Christians, however, from the beginning cared for and rescued those children.
In l’Hopital du Saint-Esprit, Paris, there hangs a painting of fishermen retrieving castaway

infants from the Tiber River in Italy. Those fishermen were Christians. To this day Christians work to stop abortion and partial birth abortion, which is infanticide. Christians understand that men, women and children, born or unborn, have value because they are made after the image of God.
“People who today see murder and mass atrocities as immoral may not realize that their beliefs in this regard are largely the result of their having internalized the Christian ethic that holds human life to be sacred.[5]”
Under Christianity’s influence the world changed. However, it is starting to change back. Why? Could the answer be the version of Christianity that has spread over the past 150 or more years? This is a Christianity devoid of doctrine, teachings and a historical connection to the Church in the days of Rome. It is a Christianity where anything goes. It is a Christianity where sin is no longer called sin but rather, we now utilize euphemisms such as “addiction” and “mistakes”. Christian ministers no longer call the congregation to repent and be absolved of their sins. The Law and Gospel, except in a small percentage of churches, is not proclaimed. You either get too much Law, and by that then have legalism and people leaving because they know they can never measure up to God’s Law and don’t want mans additional laws added. Or, you have an imbalance on the side of grace and then what Paul exclaimed becomes the norm, “What shall we sin so grace may abound?” (Romans 6:1) They forget the next sentence, God FORBID.
Christianity, as Dr. Montgomery and Craig Parton have both said, in most cases has run away from the world in hiding. Instead of fighting the world, flesh and the devil, Christians hide. Non-confrontation is the norm. We, I include myself; don’t live the lives of Christians. Can we honestly be called “little Christ’s” (Acts. 11:26)? That is what a Christian is supposed to be. Instead, we’ve run away from society hiding behind closed church doors and fellowship halls. We have abdicated our role as both salt and light in this sin-darkened, fallen world.

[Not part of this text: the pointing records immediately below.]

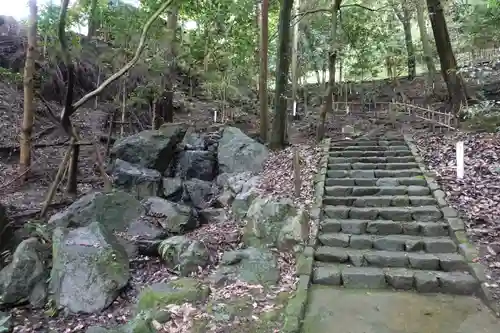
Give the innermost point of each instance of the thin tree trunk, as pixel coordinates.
(167, 99)
(295, 65)
(454, 82)
(278, 136)
(332, 56)
(28, 114)
(405, 18)
(424, 37)
(264, 36)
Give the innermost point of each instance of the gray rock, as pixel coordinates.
(238, 153)
(275, 223)
(115, 210)
(198, 164)
(213, 215)
(251, 265)
(198, 193)
(160, 295)
(152, 149)
(173, 217)
(245, 197)
(6, 324)
(172, 188)
(89, 269)
(25, 277)
(184, 254)
(138, 181)
(145, 235)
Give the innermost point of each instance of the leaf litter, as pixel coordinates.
(477, 196)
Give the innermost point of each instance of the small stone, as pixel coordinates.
(366, 277)
(400, 278)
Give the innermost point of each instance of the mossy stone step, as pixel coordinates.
(372, 166)
(359, 191)
(369, 153)
(365, 143)
(380, 201)
(457, 283)
(398, 243)
(388, 159)
(448, 262)
(372, 148)
(385, 227)
(389, 181)
(423, 213)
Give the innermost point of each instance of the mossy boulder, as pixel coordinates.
(115, 210)
(151, 149)
(90, 268)
(25, 277)
(183, 290)
(275, 223)
(252, 265)
(184, 254)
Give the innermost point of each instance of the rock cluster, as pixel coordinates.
(167, 182)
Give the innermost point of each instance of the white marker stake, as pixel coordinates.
(460, 159)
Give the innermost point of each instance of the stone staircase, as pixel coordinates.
(381, 226)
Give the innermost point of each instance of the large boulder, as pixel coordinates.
(90, 268)
(198, 193)
(184, 254)
(238, 153)
(151, 149)
(115, 210)
(199, 164)
(251, 265)
(173, 217)
(138, 181)
(25, 277)
(277, 223)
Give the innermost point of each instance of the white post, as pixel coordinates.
(460, 159)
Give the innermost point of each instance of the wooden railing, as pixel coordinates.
(435, 118)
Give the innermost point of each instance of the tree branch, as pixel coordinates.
(131, 63)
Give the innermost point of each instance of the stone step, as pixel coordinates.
(389, 181)
(365, 143)
(375, 173)
(396, 243)
(372, 166)
(358, 191)
(385, 227)
(424, 281)
(395, 159)
(365, 148)
(448, 262)
(423, 213)
(380, 201)
(370, 153)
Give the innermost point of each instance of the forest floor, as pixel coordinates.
(476, 196)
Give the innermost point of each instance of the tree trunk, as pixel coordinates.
(92, 21)
(295, 63)
(28, 114)
(264, 36)
(405, 18)
(454, 82)
(332, 56)
(278, 136)
(167, 98)
(424, 37)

But, I don’t want to leave us here. The same Christians who feared the beasts of the amphitheatres of Rome had the same exact Lord of Glory who rose from the dead and proved that we will live again. The same Christians who feared the executioners ax had the same Jesus who died on that Roman Cross and rose again who promised us that even if we die, “yet shall you live.” We are no different. We have family, friends, we work hard and we love the Risen Lord just as they did.
Why cower and fear what your neighbor will say when you invite them again to church for the 99th time? What if, on that 100th time you invite your neighbor to church they say Yes? Unless they hear the Gospel from you, how do you know if they’ve ever heard it? What if you are that final voice that God will use to convict and convert them? You will never know unless you move out of your comfort zone and tell them the Gospel. Invite them to mid-week Bible Study and they just might come.
We have a risen Savior, who by the Power of the Holy Spirit still works in the lives of His People and brings others into His Church. Yes, it is the work of the Holy Spirit to convict and convert them (John 16:8), but He has chose to use vessels that are weak, broken and often get nervous sharing the gospel (you know, jars of clay, 2 Cor. 4:7), to proclaim the Good News that this world is not the end and their sins are forgiven in Jesus Christ.

Christianity is starting to look like the world and no longer changing it. Instead, the World is changing Christianity.
Though the same paganism of Rome and other ancient societies is becoming the norm we have the Gospel and it is the “power of God unto salvation”. It is the power to transform to “change the world” again. Scripture tells us that the disciples of Jesus turned the world upside down. (Acts 17:6)
Let us pray God will change Christianity so that it once again changes the world.
[1] Barna Group Surveys Results, https://www.theaquilareport.com/barna-group-surveys-and-statistics-challenged/.
[2] Alvin Schmidt, How Christianity Change the World (Grand Rapids MI: Zondervan, 2001), 11.
[3] Practice of Sati (Widow Burning), https://kashgar.com.au/blogs/history/the-practice-of-sati-widow-burning.
[4] The Debate over Terminating Down Syndrome Pregnancies, http://www.healthline.com/health-news/the-debate-over-terminating-down-syndrome-pregnancies.
[5] Schmidt, How Christianity Change, 75.11.